Ibnu Hariyanto - detikNews
Senin, 29 Jun 2020 19:07 WIB
Ketua KPK Firli Bahuri saat naik helikopter ke Baturaja, OKU, Sumsel. (Foto: dok. MAKI)
Ketua KPK Firli Bahuri saat naik helikopter ke Baturaja, OKU, Sumsel. (Foto: dok. MAKI)
Jakarta -

Indonesia Corruption Watch (ICW) mengatakan Dewan Pengawas (Dewas) KPK harus menindaklanjuti laporan MAKI terkait dugaan pelanggaran kode etik Ketua KPK Firli Bahuri karena naik helikopter mewah. ICW meminta Dewas KPK juga memberikan tenggat waktu terkait proses pengusutan atas laporan dugaan pelanggaran kode etik yang dilakukan Firli itu.

"Dewan Pengawas harus pula memberikan tenggat waktu yang jelas dalam proses penanganan dugaan pelanggaran kode etik ini," kata peneliti ICW Kurnia Ramadhana kepada wartawan, Senin (29/6/2020).

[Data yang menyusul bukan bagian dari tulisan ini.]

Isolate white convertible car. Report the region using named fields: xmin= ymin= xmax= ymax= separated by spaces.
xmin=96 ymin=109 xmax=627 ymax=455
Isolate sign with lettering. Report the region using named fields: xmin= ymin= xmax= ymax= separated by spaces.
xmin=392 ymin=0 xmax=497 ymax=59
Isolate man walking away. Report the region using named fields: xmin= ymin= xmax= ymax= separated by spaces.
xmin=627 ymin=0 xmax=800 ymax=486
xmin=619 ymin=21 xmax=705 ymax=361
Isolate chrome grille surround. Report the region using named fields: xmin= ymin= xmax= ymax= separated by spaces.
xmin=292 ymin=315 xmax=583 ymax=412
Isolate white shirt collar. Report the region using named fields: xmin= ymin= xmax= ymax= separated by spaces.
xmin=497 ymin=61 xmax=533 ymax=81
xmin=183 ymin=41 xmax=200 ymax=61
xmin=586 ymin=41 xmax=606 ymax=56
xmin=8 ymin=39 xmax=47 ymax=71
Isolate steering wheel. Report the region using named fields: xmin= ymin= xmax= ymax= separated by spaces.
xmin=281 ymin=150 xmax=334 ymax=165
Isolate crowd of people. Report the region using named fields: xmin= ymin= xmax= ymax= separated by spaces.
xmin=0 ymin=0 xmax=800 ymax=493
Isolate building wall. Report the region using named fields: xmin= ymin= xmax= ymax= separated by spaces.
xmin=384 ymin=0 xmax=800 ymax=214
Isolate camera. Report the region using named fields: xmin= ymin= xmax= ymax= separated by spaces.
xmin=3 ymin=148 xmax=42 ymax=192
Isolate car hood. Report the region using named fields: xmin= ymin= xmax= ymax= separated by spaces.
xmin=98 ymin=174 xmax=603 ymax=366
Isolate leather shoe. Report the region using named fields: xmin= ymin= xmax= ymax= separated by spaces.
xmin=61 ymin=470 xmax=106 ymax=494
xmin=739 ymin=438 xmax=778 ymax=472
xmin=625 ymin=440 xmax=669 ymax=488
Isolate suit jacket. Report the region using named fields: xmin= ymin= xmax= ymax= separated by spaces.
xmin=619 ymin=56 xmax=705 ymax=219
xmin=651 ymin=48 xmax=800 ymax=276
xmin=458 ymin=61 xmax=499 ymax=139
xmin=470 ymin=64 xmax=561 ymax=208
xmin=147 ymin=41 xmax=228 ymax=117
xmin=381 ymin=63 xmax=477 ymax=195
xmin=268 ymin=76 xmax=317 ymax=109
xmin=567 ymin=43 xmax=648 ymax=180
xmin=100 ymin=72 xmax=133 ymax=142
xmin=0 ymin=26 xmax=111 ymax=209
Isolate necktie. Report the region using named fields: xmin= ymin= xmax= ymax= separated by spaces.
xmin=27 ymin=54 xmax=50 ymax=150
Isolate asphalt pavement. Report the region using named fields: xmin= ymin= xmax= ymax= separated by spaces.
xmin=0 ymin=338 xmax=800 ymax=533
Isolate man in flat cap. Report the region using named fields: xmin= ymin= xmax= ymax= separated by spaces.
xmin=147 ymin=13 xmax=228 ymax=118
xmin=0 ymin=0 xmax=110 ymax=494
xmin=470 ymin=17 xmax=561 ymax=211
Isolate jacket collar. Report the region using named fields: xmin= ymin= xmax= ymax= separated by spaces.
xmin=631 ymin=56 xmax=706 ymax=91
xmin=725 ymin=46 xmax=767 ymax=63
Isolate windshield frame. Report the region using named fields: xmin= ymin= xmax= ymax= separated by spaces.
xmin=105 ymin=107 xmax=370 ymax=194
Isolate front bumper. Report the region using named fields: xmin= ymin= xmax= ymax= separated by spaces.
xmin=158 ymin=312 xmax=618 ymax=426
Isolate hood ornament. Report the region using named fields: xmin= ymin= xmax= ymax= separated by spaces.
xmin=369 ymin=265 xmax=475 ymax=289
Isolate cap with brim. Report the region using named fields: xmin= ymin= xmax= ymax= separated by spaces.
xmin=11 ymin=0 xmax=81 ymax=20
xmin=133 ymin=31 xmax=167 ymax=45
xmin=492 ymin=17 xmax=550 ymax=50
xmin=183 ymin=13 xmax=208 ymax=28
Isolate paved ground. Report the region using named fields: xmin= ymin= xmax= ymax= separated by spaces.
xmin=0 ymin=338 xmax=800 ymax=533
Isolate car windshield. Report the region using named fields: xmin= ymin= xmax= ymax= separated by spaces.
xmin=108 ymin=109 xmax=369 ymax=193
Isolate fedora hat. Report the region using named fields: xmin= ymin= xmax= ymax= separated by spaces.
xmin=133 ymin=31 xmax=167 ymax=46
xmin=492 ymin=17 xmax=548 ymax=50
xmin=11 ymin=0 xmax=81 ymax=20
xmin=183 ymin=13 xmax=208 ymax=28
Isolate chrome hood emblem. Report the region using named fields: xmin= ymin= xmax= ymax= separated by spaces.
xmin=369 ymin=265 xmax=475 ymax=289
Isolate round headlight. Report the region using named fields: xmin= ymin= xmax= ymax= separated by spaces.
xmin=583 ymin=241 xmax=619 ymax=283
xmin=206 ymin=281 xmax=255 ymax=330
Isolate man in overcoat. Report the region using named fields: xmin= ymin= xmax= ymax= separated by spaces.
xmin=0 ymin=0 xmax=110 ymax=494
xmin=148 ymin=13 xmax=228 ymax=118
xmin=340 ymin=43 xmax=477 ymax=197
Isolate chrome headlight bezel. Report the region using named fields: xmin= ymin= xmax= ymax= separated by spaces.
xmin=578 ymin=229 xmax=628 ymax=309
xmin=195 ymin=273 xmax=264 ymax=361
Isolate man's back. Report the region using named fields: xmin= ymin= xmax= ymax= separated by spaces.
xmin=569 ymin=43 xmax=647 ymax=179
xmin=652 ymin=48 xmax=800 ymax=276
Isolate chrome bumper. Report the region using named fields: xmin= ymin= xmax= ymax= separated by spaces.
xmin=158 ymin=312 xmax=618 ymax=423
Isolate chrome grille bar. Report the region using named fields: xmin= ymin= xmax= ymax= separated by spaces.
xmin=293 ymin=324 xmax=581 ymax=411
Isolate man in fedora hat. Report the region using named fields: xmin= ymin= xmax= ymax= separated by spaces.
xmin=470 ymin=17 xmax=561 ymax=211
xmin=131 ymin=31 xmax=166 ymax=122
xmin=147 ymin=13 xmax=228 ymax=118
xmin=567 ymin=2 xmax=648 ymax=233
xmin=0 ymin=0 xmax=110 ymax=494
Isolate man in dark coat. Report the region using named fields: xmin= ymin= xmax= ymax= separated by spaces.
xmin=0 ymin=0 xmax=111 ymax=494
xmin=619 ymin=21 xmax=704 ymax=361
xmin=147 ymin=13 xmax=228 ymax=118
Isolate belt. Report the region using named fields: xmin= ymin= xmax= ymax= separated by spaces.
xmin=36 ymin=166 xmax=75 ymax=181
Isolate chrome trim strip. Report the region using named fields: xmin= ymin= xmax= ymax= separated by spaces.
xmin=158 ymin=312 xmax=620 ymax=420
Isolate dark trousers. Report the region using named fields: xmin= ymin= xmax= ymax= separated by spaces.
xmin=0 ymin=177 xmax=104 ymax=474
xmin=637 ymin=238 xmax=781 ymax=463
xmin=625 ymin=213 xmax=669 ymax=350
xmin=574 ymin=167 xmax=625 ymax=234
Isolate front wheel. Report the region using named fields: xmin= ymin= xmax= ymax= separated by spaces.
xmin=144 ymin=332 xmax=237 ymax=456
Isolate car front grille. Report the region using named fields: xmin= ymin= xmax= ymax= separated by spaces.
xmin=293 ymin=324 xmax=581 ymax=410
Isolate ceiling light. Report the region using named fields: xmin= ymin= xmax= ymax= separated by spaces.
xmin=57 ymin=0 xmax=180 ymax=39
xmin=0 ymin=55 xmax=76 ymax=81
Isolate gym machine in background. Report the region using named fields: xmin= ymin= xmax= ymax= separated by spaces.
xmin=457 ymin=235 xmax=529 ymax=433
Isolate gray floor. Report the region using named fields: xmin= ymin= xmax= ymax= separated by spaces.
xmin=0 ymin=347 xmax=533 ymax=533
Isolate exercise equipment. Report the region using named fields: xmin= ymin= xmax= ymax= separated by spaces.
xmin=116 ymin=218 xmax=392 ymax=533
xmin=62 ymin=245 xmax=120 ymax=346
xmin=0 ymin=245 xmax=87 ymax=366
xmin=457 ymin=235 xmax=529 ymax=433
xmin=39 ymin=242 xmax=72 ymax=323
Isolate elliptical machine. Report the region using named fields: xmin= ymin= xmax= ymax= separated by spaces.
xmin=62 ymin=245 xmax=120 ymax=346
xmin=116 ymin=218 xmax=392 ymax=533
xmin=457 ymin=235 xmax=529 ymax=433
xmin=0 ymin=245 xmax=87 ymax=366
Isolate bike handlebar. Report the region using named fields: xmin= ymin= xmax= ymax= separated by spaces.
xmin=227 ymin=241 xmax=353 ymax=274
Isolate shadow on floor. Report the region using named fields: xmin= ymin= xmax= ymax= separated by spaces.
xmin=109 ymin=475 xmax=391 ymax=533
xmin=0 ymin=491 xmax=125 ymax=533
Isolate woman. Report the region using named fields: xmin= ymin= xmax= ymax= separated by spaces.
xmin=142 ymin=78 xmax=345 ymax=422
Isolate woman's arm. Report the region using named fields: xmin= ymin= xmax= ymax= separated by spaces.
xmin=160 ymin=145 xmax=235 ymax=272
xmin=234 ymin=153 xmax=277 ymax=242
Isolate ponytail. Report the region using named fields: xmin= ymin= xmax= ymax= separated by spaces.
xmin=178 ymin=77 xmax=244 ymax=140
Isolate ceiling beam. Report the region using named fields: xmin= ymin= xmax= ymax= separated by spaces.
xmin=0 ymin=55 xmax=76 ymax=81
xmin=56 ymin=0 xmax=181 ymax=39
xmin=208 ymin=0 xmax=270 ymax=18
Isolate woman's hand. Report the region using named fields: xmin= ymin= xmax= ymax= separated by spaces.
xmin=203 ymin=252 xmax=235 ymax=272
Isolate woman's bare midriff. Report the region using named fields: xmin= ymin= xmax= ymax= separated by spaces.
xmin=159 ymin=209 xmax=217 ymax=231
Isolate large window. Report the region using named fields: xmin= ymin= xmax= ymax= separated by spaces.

Sebab, Kurnia menyebut selama ini proses pengusutan laporan dugaan pelanggaran kode etik di KPK cenderung lambat dan tidak ada kejelasan. Hal itu berkaca pada laporan ICW sebelumnya soal dugaan pelanggaran kode etik yang juga dilakukan Firli namun tidak diusut dengan jelas.

"Sebab, berkaca pada waktu sebelumnya, sering kali pengusutan dugaan pelanggaran kode etik di KPK berjalan lambat dan tidak ada kejelasan. Contoh, saat ICW melaporkan Irjen Firli Bahuri yang saat itu masih berstatus sebagai Deputi Penindakan KPK atas dugaan pelanggaran kode etik. Kala itu proses pengusutannya amat disayangkan karena tidak terbuka kepada publik," sebutnya.

Karena itu, Kurnia berharap Dewas KPK serius mengusut laporan dari MAKI tersebut. Menurutnya, Dewas KPK juga harus menyampaikan ke publik jika terbukti ada pelanggaran kode etik yang dilakukan oleh Firli.

"Untuk itu, Dewan Pengawas harus segera menindaklanjuti temuan ini dengan memanggil Komjen Firli Bahuri. Jika ditemukan adanya fakta bahwa yang bersangkutan melanggar kode etik, maka Dewan Pengawas harus mengumumkan hal ini kepada publik," tuturnya.